What Are the Effects of Alcohol and Cigarettes on Your Teeth?

Whether it’s sugar or reality television, we all have our vices. Some vices are worse for your oral health (and total health) than others. Alcohol and tobacco have been human vices for a very long time. We all know these aren’t considered elements of a healthy lifestyle, but what exactly are the negative effects of these bad habits on our oral health?


Alcohol Consumption and Your Mouth. Alcohol can definitely be part of a healthy lifestyle if consumed in moderation. The U.S. Government’s Dietary Guidelines for Americans defines moderate alcohol consumption as having up to one drink per day for women and up to two drinks per day for men. The Centers for Disease Control and Prevention (CDC) defines heavy drinking as consuming 8 drinks or more per week for women and consuming 15 drinks or more per week for men.


As you might expect, the adverse oral health effects of heavy drinking are more severe than those of moderate drinking, but any amount of alcohol affects your mouth. Alcoholism is the second most common risk factor in the development of oral cancer, second only to tobacco use.

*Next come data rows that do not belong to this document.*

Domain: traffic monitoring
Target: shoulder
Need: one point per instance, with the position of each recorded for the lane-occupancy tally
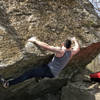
(75, 51)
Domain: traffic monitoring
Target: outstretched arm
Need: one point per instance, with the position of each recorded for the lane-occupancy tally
(46, 46)
(76, 48)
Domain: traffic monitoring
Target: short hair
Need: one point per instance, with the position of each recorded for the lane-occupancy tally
(67, 43)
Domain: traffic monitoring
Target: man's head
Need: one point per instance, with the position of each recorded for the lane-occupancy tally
(68, 43)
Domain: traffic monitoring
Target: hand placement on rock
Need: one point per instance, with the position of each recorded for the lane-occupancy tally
(32, 39)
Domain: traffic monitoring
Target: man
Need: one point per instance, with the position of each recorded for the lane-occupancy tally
(62, 56)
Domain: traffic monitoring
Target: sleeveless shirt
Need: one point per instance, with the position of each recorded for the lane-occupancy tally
(58, 63)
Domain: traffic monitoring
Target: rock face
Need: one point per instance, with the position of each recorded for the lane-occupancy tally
(52, 22)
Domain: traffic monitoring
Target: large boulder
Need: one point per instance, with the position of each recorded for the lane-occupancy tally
(52, 22)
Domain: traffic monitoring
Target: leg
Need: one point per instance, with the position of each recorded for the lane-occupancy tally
(42, 71)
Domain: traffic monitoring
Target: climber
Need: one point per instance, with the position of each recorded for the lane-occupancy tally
(62, 56)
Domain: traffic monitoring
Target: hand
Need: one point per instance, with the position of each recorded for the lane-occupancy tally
(73, 39)
(32, 39)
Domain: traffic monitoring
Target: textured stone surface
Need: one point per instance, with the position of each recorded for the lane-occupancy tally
(51, 21)
(81, 91)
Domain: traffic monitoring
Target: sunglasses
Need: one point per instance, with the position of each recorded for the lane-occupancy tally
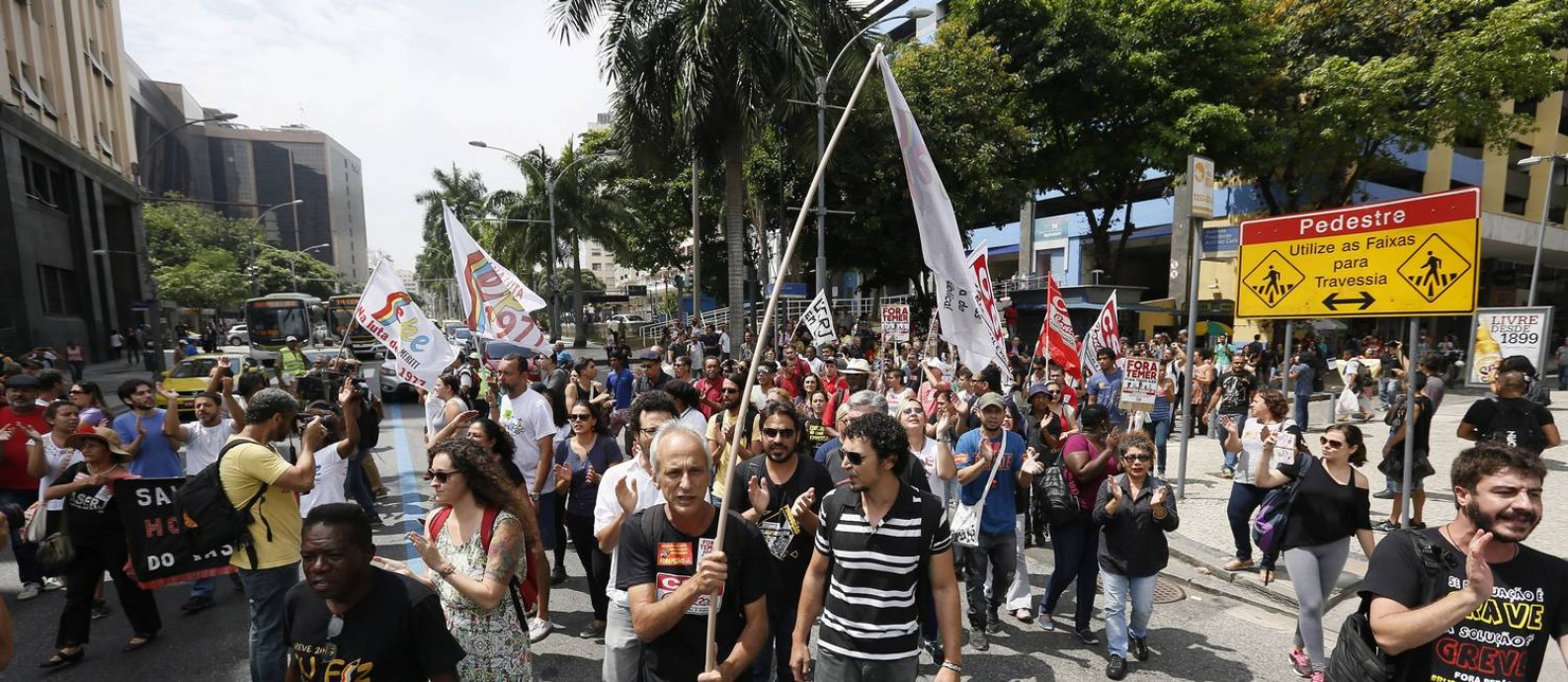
(438, 475)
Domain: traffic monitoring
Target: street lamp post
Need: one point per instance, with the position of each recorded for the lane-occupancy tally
(1546, 209)
(259, 218)
(154, 307)
(295, 275)
(822, 138)
(549, 198)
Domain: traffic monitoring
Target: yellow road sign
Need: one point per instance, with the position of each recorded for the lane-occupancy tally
(1413, 256)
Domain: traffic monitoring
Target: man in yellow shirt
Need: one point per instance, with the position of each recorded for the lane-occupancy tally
(272, 563)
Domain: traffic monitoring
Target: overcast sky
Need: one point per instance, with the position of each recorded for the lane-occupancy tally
(402, 83)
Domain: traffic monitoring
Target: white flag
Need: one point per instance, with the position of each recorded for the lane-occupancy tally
(980, 267)
(819, 320)
(956, 301)
(496, 302)
(414, 341)
(1106, 333)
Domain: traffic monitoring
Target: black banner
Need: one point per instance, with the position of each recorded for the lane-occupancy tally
(159, 554)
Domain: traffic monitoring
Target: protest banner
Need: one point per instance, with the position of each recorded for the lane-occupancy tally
(159, 554)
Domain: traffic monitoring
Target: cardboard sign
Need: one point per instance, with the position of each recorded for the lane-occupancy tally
(1140, 380)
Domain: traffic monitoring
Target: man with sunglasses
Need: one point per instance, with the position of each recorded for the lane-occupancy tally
(883, 551)
(350, 620)
(783, 494)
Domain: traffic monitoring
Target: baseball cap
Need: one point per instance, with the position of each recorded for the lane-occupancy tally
(990, 400)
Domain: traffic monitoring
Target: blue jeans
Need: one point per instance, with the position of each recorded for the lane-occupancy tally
(27, 564)
(1161, 432)
(782, 629)
(1116, 591)
(265, 591)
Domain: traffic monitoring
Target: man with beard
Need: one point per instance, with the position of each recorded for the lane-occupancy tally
(350, 620)
(1509, 598)
(141, 432)
(881, 553)
(784, 488)
(673, 571)
(18, 417)
(626, 489)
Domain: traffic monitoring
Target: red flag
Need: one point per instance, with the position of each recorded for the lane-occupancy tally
(1057, 342)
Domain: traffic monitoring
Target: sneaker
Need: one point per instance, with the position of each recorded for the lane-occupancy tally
(1140, 647)
(197, 604)
(1043, 620)
(538, 631)
(1116, 668)
(1300, 663)
(935, 649)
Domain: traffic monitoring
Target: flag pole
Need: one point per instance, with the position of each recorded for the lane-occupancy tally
(767, 320)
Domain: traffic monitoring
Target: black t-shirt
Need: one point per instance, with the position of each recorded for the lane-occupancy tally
(784, 540)
(1484, 412)
(1236, 390)
(654, 551)
(395, 634)
(1504, 639)
(91, 513)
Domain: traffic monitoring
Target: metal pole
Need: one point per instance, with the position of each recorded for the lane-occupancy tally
(555, 296)
(1192, 352)
(1540, 238)
(822, 201)
(1410, 428)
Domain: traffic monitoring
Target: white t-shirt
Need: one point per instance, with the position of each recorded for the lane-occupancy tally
(331, 473)
(607, 508)
(58, 458)
(528, 419)
(205, 443)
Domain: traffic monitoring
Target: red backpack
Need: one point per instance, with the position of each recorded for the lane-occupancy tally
(524, 593)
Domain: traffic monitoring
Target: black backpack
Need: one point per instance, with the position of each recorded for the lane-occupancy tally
(210, 521)
(1515, 425)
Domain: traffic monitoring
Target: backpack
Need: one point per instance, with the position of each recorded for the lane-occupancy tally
(521, 591)
(208, 519)
(1514, 424)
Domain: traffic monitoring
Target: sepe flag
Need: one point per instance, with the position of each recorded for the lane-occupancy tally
(414, 341)
(496, 302)
(1057, 341)
(1106, 333)
(956, 299)
(980, 265)
(819, 320)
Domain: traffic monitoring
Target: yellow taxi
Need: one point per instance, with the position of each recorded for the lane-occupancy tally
(190, 377)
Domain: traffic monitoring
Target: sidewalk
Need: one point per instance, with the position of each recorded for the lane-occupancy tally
(1204, 535)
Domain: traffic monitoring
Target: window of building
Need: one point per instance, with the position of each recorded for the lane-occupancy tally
(58, 289)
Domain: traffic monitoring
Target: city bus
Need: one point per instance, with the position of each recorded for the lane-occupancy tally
(277, 317)
(341, 321)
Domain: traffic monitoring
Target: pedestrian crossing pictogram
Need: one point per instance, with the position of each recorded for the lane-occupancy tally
(1434, 267)
(1274, 280)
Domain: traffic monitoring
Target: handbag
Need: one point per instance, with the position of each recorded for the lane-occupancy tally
(966, 519)
(1357, 655)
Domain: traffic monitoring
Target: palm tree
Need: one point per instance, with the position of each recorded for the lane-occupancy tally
(464, 193)
(704, 77)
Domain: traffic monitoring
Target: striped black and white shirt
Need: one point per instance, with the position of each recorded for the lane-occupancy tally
(872, 609)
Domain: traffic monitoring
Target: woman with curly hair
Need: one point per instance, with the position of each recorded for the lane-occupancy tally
(474, 577)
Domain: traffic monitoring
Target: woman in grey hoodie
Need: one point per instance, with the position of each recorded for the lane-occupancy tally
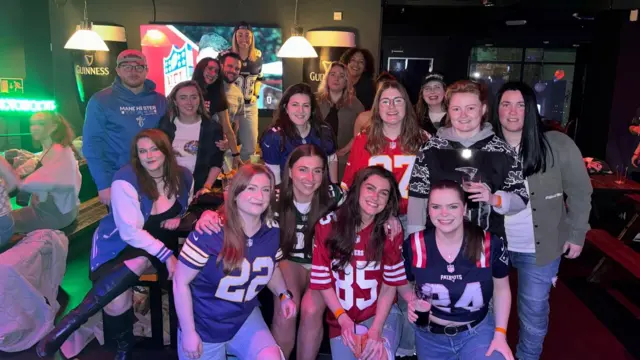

Heavy drinkers also have an increased risk of periodontal disease, tooth decay, tooth loss, and mouth sores.


Though still present, the effects of moderate drinking are much less detrimental to the long-term health of your mouth. If you’ve ever looked in the mirror after a glass or two of red wine, you might be aware of its staining effects. Like coffee, some alcohols contribute to the discoloration of your teeth.


You may have heard that using alcohol-based cleansers dries out your skin. The same thing is true with your mouth. Alcohol has a drying effect on your mouth which leaves bacteria sitting on your teeth with no saliva to wash it off. This (and a hangover) can be avoided by staying hydrated while enjoying your alcoholic beverage.


While all alcohol has some effect on your teeth, some drink choices are better than others. Clear-colored liquids paired with low-sugar mixers won’t stain as badly and contain less cavity-causing acid to attack your teeth.


The Effects of Cigarettes on Your Oral Health. I’m sure you’ve been told time and again about how horrible cigarettes are for your health. In addition to the damage they cause to your heart and lungs, cigarettes also do a number on your oral health.


As I mentioned earlier, tobacco use is the number one cause of oral cancers. Smokers are six times more likely to develop mouth or throat cancer than non-smokers, and smokeless tobacco is even more dangerous than cigarettes when it comes to mouth cancer risks.


Smoking cigarettes weakens your body’s immune system, which in turn lets the bacteria in your mouth take hold. Smokers are more likely to have advanced cases of periodontal disease, which can lead to a myriad of health problems ranging from tooth loss to a heart attack.


In addition to the big, life-threatening side effects, smoking causes your smile to become discolored and dull. Over time, you also become less receptive to taste and develop chronic bad breath.


Reach Out. Your dentist is the perfect person to start the “time to quit” conversation with. They can give you resources and advice that will help get your health back on track. Here are a couple of other valuable resources as well.


https://www.aa.org/: The Alcoholics Anonymous site is full of helpful information and has a locator for support meetings in your area.


https://smokefree.gov/: There’s an official site to support you on your journey to quit smoking for good. There’s material geared towards veterans, women, teens, Spanish-speaking individuals, and individuals over the age of 60.